Création d'entreprise
Captain Contrat
LE
4min

Vous êtes plusieurs à partager un même bien ? Créer une Société immobilière civile (ou SCI) présente plusieurs intérêts non négligeables : administratif, fiscal et patrimonial. Avant de faire votre choix, il est important de comprendre les rouages de cette forme juridique et de bien respecter les étapes lors de sa création. Dans cet article, nous allons vous expliquer comment créer une SCI.

  1. Qu'est-ce qu'une SCI exactement ?
  2. Le fonctionnement de la SCI expliqué simplement
  3. Les avantages... et les inconvénients de la SCI
  4. Procédure : comment monter une SCI ?

1- Qu’est-ce qu’une SCI ?

La Société civile immobilière – SCI – est une société civile de patrimoine qui a pour objet un ou plusieurs biens immobiliers. Elle est en général mise en place pour faciliter la gestion d’un patrimoine commun et pour optimiser la transmission, grâce à ses avantages fiscaux.

A - Les caractéristiques générales

La SCI est une forme de société à part entière et dispose donc de caractéristiques qui lui sont propres. Vous avez besoin de vous familiariser avec ces particularités avant de vous lancer dans la création de vôtre SCI.

1/ Le capital social d’une SCI est totalement libre. Aucun montant minimum n’est exigé. Pour constituer ce capital, les associés doivent effectuer des apports, soit en numéraire (argent), soit en nature (bien meuble ou immeuble). 

2/ La SCI est constituée au minimum de deux associés. Les associés peuvent être des personnes morales ou des personnes physiques, et sont détenteurs de parts sociales, au regard de leur poids dans le capital social et donc en contrepartie des apports qu’ils ont chacun effectués.

B - Les différentes formes de SCI

1/ La SCI d’attribution

La SCI d'attribution est utilisée par des investisseurs souhaitant acquérir un patrimoine immobilier conséquent en vue de se le partager. Chaque participation est fonction de la part du bien que l'associé récupérera par la suite. Cette formule permet aux associés de bénéficier d'une liberté totale sur les lots qu'ils possèdent. A la fin du processus d'acquisition chaque associé accède à la propriété de son lot.

2/ La SCI à capital variable

La SCI à capital variable permet de faciliter les fluctuations de capital en allégeant le formalisme sociétaire. Si vous souhaitez procéder à une augmentation de capital, seul le bulletin de souscription sera nécessaire. Vous n'aurez pas besoin de procéder aux formalités de publicité au Registre du Commerce et des Sociétés. Dans le cas d’une diminution de capital, vous aurez simplement à fournir l’acte de cession de parts.

Cet allègement des formalités, en amont, a bien entendu un revers : celui de l’alourdissement des obligations en aval, lors de l’approbation des comptes.
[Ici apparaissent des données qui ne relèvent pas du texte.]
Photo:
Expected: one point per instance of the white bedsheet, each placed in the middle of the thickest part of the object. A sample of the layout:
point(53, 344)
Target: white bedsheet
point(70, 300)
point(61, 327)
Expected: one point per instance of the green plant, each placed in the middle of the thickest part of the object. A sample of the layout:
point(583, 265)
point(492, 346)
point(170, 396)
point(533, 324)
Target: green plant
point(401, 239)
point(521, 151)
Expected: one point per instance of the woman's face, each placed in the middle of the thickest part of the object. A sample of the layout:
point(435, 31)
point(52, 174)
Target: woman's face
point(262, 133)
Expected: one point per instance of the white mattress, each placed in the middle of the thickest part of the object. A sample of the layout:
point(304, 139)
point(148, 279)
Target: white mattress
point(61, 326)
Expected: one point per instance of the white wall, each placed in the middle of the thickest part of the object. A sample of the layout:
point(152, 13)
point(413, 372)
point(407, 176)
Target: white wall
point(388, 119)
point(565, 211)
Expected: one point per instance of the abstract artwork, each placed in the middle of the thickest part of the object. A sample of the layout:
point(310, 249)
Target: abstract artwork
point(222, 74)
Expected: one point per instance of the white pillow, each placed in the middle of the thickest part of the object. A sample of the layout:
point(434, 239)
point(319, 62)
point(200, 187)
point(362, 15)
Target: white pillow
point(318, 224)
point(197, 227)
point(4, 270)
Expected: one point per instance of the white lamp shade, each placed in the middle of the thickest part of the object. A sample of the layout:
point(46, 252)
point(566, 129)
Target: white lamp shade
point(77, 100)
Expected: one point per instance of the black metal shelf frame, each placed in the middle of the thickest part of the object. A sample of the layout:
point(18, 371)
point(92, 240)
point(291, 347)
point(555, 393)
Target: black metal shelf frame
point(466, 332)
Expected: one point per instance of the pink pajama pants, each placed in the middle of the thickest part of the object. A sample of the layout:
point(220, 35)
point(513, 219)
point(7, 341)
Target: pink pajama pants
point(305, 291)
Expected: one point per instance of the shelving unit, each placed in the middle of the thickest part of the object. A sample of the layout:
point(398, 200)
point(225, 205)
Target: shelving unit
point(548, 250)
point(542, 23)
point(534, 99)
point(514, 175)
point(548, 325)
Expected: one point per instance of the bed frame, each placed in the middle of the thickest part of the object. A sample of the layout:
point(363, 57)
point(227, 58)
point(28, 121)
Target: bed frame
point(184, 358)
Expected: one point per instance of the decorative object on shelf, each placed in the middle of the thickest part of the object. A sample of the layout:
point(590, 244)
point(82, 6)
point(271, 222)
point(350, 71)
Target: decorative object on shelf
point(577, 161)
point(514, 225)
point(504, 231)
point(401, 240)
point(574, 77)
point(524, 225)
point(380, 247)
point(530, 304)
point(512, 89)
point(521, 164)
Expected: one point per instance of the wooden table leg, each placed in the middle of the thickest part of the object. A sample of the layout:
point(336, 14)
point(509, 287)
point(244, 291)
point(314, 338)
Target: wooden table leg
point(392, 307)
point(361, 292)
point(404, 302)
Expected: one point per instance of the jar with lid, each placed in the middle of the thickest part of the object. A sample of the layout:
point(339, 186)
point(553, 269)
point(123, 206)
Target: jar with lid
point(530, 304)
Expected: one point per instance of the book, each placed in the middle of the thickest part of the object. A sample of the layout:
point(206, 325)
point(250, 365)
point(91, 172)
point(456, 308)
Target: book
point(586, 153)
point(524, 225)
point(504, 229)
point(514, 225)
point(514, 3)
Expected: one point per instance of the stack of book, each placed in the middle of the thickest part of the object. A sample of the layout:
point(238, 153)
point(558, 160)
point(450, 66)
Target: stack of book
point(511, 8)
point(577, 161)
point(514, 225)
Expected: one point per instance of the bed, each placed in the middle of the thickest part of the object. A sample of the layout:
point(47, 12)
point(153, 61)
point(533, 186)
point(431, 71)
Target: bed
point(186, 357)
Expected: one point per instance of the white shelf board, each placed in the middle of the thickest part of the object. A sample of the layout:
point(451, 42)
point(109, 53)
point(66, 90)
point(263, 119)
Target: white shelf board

Vous hésitez entre capital variable et capital fixe ? Sachez que, même si vous faites le choix d'une SCI à capital fixe, il sera toujours possible de la transformer en SCI à capital variable par la suite.

3/ La SCI familiale

Elle est particulièrement intéressante pour gérer un bien en famille et notamment dans les cas de succession. Les différents associés appartiennent à la même famille, et ce jusqu’au 4ème degré.
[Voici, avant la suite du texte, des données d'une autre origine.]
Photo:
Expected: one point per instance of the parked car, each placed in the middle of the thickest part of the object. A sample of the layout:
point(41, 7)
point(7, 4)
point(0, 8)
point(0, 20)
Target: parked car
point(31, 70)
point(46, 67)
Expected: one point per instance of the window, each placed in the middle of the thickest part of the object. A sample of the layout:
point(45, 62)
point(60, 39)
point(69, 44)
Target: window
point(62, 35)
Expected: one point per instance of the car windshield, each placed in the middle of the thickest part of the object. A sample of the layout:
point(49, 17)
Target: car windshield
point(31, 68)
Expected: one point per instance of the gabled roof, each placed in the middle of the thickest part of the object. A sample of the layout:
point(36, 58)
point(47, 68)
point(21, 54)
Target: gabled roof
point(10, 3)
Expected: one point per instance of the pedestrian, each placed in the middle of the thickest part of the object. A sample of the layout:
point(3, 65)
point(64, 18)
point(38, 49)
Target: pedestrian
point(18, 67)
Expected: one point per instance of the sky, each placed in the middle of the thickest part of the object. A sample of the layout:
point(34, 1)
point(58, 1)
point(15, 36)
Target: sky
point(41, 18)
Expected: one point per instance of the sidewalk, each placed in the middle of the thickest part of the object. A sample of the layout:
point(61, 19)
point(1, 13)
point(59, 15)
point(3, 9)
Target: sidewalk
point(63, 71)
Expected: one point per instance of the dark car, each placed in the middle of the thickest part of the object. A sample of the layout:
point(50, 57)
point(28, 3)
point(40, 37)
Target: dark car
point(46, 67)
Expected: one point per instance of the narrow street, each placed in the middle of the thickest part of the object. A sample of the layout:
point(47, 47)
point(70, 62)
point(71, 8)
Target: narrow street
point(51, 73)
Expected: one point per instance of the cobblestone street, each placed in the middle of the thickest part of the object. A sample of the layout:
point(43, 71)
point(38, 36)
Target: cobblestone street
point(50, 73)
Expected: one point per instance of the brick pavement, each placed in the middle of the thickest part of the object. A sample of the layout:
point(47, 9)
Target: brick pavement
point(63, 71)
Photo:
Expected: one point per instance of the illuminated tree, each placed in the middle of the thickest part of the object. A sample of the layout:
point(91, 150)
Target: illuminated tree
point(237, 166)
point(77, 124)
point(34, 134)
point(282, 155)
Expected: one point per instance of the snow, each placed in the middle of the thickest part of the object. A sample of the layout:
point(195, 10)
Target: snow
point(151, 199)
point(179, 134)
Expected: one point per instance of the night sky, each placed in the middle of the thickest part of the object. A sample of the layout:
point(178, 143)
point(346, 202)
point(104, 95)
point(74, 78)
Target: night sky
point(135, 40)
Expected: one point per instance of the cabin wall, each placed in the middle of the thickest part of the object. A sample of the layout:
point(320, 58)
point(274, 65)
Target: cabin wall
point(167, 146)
4/ La SCI de gestion ou de location

C’est la SCI classique. C’est la société qui est propriétaire du bien immobilier, les associés ne le sont pas. 

5/ La SCI d’attribution

Cette forme permet à chaque associé de jouir du bien immobilier proportionnellement à ses parts sociales dans le capital.
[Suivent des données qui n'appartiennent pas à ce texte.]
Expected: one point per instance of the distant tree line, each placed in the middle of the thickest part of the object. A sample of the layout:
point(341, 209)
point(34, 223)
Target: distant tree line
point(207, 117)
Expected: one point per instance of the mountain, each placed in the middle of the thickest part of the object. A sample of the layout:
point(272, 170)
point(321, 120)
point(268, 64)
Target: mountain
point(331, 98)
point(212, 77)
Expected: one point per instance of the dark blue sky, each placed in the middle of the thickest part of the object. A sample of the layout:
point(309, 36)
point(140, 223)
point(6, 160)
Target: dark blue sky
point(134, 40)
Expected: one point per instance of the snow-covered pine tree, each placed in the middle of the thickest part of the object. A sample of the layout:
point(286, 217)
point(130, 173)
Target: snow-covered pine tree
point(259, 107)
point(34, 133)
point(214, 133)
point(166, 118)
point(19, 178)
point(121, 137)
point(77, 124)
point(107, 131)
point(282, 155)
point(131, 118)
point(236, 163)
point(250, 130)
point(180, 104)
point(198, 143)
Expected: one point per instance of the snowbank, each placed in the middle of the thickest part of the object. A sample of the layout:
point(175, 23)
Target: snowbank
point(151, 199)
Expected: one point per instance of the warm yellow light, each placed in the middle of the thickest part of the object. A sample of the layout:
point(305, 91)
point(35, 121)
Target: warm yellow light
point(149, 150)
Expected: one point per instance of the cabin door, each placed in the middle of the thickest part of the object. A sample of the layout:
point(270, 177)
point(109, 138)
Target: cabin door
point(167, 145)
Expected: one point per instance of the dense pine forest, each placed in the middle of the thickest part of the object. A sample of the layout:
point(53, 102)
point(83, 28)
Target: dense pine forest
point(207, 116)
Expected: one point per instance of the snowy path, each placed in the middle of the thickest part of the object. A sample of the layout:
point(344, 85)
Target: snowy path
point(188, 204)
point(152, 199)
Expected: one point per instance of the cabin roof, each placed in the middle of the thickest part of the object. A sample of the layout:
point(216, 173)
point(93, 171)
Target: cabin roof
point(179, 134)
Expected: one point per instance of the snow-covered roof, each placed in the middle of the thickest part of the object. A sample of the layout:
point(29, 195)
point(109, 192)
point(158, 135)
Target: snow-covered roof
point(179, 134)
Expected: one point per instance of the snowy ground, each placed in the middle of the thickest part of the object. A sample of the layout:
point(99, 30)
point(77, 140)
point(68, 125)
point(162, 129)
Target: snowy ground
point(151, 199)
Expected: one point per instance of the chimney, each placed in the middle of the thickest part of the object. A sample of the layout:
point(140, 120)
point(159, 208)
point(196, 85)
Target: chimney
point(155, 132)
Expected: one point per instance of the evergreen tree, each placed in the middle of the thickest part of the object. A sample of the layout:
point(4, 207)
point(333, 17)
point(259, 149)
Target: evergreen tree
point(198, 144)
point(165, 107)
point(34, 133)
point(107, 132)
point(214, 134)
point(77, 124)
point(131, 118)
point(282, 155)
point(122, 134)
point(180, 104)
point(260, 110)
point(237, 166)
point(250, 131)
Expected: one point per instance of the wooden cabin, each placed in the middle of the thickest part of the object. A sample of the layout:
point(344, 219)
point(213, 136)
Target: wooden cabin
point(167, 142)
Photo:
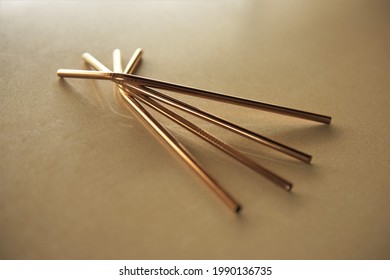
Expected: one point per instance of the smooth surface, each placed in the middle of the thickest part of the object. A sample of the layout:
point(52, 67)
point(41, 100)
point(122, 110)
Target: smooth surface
point(82, 178)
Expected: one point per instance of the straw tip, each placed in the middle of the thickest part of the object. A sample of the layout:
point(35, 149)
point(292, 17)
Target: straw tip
point(59, 73)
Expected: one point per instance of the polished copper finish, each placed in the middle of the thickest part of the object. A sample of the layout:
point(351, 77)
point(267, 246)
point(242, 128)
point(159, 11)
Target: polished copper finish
point(159, 130)
point(134, 80)
point(135, 89)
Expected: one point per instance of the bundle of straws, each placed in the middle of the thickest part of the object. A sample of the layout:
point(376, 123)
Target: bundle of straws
point(136, 90)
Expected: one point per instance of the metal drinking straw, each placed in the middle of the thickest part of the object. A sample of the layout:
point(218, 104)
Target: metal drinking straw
point(135, 88)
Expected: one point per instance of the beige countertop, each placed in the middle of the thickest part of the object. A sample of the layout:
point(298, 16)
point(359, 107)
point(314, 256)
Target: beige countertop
point(81, 178)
6/ La SCI construction vente

La SCI construction vente permet d’acquérir un terrain, puis de le revendre immédiatement. Il est conseillé d’opter pour un capital variable, facilitant le formalisme de la société.

2 - Comment fonctionne la SCI ?

Si vous envisagez de créer une SCI, il y a 5 concepts en particulier avec lesquels vous avez tout intérêt à vous familiariser : 

  • Les associés
  • Les statuts
  • Le gérant
  • La cession des parts
  • Les assemblées générales

A - Les associés de la SCI

L'intérêt de ce régime est de permettre à plusieurs personnes de mettre en commun un ou plusieurs bien immobiliers : c’est la société qui devient propriétaire, et non plus les personnes. Comme on l'a vu plus haut, elle peut prendre différente forme, et par exemple devenir une SCI familiale lorsqu’elle réunit les membres d’une même famille.

Sans SCI, l'alternative avec un patrimoine en commun serait que les personnes soient soumises aux règles de l’indivision. L’indivision est une forme de copropriété peu encadrée, sans convention spécifique, qui peut poser quelques problèmes en cas de désaccord et de conflits entre les individus, notamment des blocages. La SCI permet de limiter les conflits et de faciliter la gestion, en rendant le bien la propriété d’une personne morale.

La SCI doit être créée par un minimum de deux associés, qui peuvent être des personnes physiques (comme vous et moi) ou des personnes morales (comme Captain Contrat). Elle n'a pas de nombre maximum d'associés, même si bien souvent elle n'a pas vocation à, en pratique, accueillir un trop grand nombre.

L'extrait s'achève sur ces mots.